En als we dan tóch gingen, ook maar eens zien of er nog wat moderne kunst te beleven was. Nou… dat is er. Eindelijk, rond einde levensduur, heeft iemand iets écht gedurfds gedaan met die loze ruimte. Anne Wenzel. Als je leest: een oudere Duitse kunstenares met beelden van keramiek, dan wordt je daar niet meteen wild van (ik tenminste niet). Maar die beelden… die zijn dus gigantisch en spannend en betekenisvol. En besmeurd met verfspatten en rondgeslingerd door de hal alsof een reus een schaakbord heeft omgekeerd en daarna alles met uiterste nauwkeurigheid herschikt. Oké, je bent binnen!

En dan moet je opstelling Geel als citroen, rood als tomaat nog betreden. Lekker veel ruimten achter elkaar hebben Ineke Hansen en Erik Mattijssen mogen benutten om, op uitnodiging van de tentoonstellingmaker, elkaars kunst met elkaar te confronteren. Mattijssen maakt kleurrijke schilderijen die de driedimensionaliteit opzoeken, soms zweven delen los van de lijst, soms is er geen lijst. Hansen is een ontwerper, voornamelijk van meubels. Erg goed ontworpen meubels, ook al zijn ze soms voor commerciële toepassing, of juist daarom. Het leidt tot hier en daar zeer geslaagde, spannende opstellingen en installaties. Je hoeft, zoals in mijn geval, het werk van Mattijssen niet zo mooi te vinden om toch het oprechte streven van de kunstenaar te kunnen zien.

Verder: de vitrines met het aardewerk, glaswerk en theeserviezen zijn er nog, de kamers met Nijmeegse schilderijen en ook de vaste Romeinse opstelling inclusief – godzijdank – de ruitermaskers. Er is ook een zaaltje tijdelijk gewijd aan de Making of van het ruitermaskerbeeld. Maar er is nu dus ook een zaal met zeer vroege vondsten uit Gelderse bodem, bekercultuur, bronstijd, nog ouder, uit grafheuvels bij Twello, Vorden en tal van andere Gelderse plekken. Met een reliëfkaart van Gelderland aan de muur. En dat éne zaaltje, dat wérkt! Het is alsof de rest van de collectie opeens breder geaard is in de geschiedenis.

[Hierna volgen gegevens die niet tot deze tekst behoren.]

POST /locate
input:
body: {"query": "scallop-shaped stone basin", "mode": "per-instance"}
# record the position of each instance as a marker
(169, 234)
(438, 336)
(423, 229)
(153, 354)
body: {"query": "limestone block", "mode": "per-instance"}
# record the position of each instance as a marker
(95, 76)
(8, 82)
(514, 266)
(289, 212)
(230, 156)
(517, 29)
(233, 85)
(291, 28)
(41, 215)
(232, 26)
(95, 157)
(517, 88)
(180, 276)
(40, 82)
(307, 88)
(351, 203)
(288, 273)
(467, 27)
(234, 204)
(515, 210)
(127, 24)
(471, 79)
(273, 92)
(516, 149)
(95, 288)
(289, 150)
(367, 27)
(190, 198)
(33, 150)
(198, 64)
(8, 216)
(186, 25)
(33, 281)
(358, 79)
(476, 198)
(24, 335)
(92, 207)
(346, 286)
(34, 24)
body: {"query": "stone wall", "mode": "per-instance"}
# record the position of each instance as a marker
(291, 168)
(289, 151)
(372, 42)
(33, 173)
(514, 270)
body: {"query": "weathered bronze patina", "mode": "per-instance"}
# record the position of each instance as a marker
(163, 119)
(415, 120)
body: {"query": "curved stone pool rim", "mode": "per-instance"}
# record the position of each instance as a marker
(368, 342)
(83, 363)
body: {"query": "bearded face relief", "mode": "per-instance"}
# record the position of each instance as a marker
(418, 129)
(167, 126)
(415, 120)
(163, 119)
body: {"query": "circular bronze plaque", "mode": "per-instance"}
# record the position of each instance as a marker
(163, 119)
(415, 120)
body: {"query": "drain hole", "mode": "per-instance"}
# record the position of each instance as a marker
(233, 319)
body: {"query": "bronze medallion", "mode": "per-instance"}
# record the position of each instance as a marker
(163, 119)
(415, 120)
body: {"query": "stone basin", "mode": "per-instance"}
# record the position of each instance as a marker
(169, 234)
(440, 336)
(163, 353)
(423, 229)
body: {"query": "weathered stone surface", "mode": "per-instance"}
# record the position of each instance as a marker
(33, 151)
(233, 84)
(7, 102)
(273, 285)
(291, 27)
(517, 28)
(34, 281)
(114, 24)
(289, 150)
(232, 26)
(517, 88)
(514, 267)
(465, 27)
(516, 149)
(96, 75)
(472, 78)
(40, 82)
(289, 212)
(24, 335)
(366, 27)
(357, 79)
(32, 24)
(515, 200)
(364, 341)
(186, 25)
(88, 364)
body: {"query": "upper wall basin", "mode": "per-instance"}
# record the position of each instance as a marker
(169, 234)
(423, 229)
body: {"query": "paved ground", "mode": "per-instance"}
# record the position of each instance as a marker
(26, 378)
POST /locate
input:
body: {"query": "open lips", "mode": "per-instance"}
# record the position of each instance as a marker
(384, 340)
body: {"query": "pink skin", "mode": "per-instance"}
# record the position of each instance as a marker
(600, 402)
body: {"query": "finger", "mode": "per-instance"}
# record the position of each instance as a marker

De kelder is nu voor de kinderen, lekker dollen met Romeinse technieken of onderzoek doen in een archeolab. En de verzameling keramiek is er natuurlijk ook nog en de escaperoom. En dan is er daar nog de kleine maar heel fijne expositie van UNIT, een Nijmeegse instelling die 25 jaar bestaat en mensen met aanleg voor beeldende kunst, die niet naar de academie kunnen, begeleidt naar professioneel kunstenaarschap. Ze zullen heus hun beste kunstenaars wel presenteren, maar ménsen, wat een goede werken zitten daar tussen. Fotografie, video, schilderijen, stripverhalen, fantasytekeningen, alles in zijn eigen merites van zeer hoge kwaliteit, elke kunstenaar goed genoeg voor een grotere expositie. Echt een pareltje.

De afgelopen jaren is er veel geprobeerd met het museum, veel wees de goede kant op. Het lijkt alsof het Valkhofmuseum nu, zoals het nu is, het meest uitgebalanceerd, spannend en afwisselend is van al die tijd. Daar kun je als stadsbewoner niet anders dan blij mee zijn.